In 1974, according to Variety, this classic gay porn film was one of the 50 top-grossing movies at the 55th Street Playhouse in New York City, and The Advocate said of this Arch Brown masterpiece, "proves that a little Cocteau, a dash of Fellini, and sex do mix well." 

 

For a deeper dive behind the scenes of The Night Before, check out this podcast episode from Ask Any Buddy.

 

Vintage 55th Street Playhouse movie ads


Starting in 1976, Brown made a series of films for P.M. Productions, including the gay porn spoof of Charlie's AngelsHarley's Angels, and also classics like All Tied UpFive Hard PiecesHot FlashesMuscle BoundPier Groups (which we now carry on DVD & VOD), and Dynamite, which often included popular stars like Jack Wrangler, Jayson MacBride, Keith Anthoni, and Eric Ryan among their cast members. His other work outside of P.M. and Hand in Hand includes such titles as (Bijou releases) Trips and So Many Men So Little Time.

Vintage posters for Dynamite and Harley's Angels


Brown said in his interview in Michael's Thing, that he didn't want to be political; he basically wanted to make a good fuck film, but his films aren't just two guys fucking, nor are they apolitical. They come out of a sociopolitical movement that wanted to carve out a visible niche in New York's arts community, and they also, without hitting the viewer over the head with slogans, realistically show the challenges of gay sexual relationships in a world just starting to break down closets of fear and hiding. (Just observe the interesting commentary on the NYC piers' significance to LGBTQ culture and their looming demolition in Pier Groups and the psychological dimensions of out-ness and gay romance and sexuality in The Night Before.)

Brown himself took advantage of a new climate of tolerance.  According to his obituary (he died in 2012), in the late 1970s, Brown began writing plays, which he continued to do into the 2000s. His first play, News Boy, was his most successful, receiving an Off Broadway production in 1979; it focused on the coming out of the gay son of a conservative politician. 

A 1998 comedy by Brown, FREEZE!, received the Eric Bentley Playwriting Prize that year and has been produced several times. 

During the last decade of his life, Brown founded and ran the Thorny Theater in Palm Springs, which mounted several gay-themed plays each season; the theater closed in 2010. 

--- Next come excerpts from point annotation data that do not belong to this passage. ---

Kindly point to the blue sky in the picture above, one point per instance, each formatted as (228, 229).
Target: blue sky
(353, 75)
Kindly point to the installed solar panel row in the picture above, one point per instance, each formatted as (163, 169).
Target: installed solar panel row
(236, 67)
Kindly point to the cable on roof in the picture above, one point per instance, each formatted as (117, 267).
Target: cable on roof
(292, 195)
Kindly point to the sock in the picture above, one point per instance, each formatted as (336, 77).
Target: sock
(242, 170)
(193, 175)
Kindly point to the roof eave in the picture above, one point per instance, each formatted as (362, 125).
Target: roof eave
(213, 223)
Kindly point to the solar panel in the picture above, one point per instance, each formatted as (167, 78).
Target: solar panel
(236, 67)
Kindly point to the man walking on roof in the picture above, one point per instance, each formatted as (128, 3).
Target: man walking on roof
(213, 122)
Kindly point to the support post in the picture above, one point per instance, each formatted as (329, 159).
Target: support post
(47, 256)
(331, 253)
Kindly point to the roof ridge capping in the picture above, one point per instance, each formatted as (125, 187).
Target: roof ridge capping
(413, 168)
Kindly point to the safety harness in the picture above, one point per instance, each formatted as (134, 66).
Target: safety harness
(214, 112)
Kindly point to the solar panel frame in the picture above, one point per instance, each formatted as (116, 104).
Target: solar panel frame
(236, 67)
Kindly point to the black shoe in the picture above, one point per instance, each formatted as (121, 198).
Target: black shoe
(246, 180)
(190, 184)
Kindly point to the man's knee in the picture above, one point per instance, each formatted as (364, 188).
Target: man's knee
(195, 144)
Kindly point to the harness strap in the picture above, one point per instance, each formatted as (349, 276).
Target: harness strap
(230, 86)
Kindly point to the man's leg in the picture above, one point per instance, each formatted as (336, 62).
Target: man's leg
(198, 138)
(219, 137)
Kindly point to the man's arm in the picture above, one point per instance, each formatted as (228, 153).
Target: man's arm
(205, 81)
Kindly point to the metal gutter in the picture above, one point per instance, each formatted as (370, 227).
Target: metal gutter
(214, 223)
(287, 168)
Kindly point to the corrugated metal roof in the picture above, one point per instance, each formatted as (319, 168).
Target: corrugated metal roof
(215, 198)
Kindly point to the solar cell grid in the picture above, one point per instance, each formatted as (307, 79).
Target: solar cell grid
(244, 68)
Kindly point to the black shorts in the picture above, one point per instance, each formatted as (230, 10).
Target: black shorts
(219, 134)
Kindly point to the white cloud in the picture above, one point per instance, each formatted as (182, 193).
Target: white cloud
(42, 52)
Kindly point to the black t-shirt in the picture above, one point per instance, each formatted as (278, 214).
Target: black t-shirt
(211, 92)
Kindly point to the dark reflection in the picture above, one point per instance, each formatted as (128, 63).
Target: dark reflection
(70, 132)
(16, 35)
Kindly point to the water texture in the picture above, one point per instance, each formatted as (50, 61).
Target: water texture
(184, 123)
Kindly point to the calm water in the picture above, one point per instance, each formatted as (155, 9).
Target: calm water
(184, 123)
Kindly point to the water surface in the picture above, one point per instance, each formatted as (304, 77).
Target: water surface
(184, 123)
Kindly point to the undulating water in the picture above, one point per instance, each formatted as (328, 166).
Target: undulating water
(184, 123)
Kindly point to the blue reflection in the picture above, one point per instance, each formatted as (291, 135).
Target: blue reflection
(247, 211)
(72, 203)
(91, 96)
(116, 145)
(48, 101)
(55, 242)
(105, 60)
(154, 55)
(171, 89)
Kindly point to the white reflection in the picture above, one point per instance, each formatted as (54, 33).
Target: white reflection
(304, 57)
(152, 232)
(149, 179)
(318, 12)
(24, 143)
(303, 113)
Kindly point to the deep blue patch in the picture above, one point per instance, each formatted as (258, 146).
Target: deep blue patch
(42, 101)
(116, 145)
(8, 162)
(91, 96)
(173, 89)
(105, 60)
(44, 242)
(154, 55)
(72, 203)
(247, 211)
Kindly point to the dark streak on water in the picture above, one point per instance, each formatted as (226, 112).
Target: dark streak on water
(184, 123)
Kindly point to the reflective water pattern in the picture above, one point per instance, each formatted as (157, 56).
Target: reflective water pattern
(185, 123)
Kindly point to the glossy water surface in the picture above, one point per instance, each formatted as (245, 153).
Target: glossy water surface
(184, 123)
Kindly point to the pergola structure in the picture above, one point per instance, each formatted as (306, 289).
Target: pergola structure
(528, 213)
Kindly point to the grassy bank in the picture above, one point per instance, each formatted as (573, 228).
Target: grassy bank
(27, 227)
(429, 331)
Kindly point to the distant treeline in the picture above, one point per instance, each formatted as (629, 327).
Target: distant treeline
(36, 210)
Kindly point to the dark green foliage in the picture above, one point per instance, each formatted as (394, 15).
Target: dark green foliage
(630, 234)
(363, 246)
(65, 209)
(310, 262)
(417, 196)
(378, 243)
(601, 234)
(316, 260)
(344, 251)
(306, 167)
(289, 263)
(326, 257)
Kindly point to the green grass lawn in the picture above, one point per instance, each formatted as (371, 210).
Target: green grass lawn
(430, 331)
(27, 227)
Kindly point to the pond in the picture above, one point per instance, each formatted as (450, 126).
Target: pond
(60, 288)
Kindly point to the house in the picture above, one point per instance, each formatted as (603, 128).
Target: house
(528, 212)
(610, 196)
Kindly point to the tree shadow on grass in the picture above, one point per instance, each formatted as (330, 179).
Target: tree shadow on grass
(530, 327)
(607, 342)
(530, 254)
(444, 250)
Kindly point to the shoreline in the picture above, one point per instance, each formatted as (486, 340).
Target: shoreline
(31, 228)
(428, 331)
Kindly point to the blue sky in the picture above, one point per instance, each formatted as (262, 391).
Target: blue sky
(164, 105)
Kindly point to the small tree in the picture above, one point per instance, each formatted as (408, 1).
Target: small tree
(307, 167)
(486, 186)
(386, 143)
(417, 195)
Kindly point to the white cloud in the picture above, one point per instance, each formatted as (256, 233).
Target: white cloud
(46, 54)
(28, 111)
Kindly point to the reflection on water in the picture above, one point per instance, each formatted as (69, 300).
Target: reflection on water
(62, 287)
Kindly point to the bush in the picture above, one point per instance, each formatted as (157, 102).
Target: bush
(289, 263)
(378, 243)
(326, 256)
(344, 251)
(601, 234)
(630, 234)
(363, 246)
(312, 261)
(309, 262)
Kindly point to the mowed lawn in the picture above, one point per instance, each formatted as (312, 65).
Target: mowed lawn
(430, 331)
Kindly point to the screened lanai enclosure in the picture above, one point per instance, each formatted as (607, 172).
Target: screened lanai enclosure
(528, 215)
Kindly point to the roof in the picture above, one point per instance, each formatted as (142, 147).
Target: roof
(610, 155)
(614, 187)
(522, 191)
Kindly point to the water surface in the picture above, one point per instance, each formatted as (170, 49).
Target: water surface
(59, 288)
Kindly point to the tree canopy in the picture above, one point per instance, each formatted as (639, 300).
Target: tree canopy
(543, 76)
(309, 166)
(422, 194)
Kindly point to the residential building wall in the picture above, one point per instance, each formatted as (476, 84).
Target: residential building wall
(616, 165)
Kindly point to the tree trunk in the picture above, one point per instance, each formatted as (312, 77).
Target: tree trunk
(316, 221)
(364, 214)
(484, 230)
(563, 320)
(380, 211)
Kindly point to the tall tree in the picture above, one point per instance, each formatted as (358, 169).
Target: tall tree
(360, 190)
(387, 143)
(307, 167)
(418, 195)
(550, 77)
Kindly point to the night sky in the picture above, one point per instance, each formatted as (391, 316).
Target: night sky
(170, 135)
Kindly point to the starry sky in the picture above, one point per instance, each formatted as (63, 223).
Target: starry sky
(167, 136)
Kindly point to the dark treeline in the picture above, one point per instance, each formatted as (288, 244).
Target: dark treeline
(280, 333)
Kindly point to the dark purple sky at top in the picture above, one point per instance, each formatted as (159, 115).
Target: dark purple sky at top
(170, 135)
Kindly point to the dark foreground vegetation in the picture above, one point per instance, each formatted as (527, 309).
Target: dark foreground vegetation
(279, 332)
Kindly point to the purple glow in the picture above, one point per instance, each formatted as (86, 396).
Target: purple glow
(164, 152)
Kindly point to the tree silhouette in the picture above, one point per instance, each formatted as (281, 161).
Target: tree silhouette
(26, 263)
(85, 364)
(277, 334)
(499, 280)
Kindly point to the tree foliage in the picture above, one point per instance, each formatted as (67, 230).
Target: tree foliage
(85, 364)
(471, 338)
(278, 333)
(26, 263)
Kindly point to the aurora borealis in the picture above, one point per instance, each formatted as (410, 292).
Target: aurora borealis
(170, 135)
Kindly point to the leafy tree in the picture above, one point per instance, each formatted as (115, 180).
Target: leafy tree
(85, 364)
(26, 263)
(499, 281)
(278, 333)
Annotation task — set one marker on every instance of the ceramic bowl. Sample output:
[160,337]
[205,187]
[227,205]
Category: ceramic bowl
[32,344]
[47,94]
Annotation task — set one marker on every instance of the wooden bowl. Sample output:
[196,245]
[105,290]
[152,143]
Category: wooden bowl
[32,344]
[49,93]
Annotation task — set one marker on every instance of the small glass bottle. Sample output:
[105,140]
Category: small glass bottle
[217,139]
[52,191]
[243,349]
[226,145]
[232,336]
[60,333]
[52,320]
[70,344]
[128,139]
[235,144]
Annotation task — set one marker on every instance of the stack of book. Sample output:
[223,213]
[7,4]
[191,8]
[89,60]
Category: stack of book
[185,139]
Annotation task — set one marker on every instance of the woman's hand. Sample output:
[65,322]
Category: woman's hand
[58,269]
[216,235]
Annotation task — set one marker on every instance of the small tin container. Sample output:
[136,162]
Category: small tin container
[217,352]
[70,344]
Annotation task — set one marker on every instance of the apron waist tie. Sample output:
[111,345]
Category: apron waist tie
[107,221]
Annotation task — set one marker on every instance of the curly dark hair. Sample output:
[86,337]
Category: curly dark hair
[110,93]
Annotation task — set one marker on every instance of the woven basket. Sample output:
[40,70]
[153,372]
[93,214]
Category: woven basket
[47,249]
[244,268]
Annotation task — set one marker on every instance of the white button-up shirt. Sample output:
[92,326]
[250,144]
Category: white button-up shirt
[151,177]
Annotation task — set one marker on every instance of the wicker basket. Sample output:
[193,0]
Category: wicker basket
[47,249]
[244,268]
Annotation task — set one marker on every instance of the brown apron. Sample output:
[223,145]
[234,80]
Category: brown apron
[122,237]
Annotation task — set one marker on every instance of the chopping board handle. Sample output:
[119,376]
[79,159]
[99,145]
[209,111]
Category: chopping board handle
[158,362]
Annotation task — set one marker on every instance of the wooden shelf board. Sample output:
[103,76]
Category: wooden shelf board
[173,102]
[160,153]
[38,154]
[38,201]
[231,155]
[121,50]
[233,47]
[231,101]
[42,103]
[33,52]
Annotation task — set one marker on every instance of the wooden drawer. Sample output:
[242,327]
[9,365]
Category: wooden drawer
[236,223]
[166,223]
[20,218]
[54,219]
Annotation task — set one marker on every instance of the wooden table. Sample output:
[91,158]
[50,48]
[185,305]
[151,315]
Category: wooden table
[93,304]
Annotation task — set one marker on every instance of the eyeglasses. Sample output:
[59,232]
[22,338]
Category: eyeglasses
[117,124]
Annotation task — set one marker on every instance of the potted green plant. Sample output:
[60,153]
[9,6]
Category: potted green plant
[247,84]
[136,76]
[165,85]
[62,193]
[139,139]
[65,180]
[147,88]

After his partner, Bruce Brown, died in 1993 (Arch used his lover's last name professionally), Brown established the Arch and Bruce Brown Foundation, which ran until several years ago, giving grants to queer playwrights and to theater groups mounting LGBTQ-themed plays, as well as sponsoring periodic literary competitions that awarded prizes to playwrights and fiction writers whose works are “based on, or inspired by, a historic person, culture, event, or work of art.” 

 

And, fascinatingly, an unpublished manuscript was discovered shortly after Arch Brown's death and published in 2017 as his memoir, A Pornographer.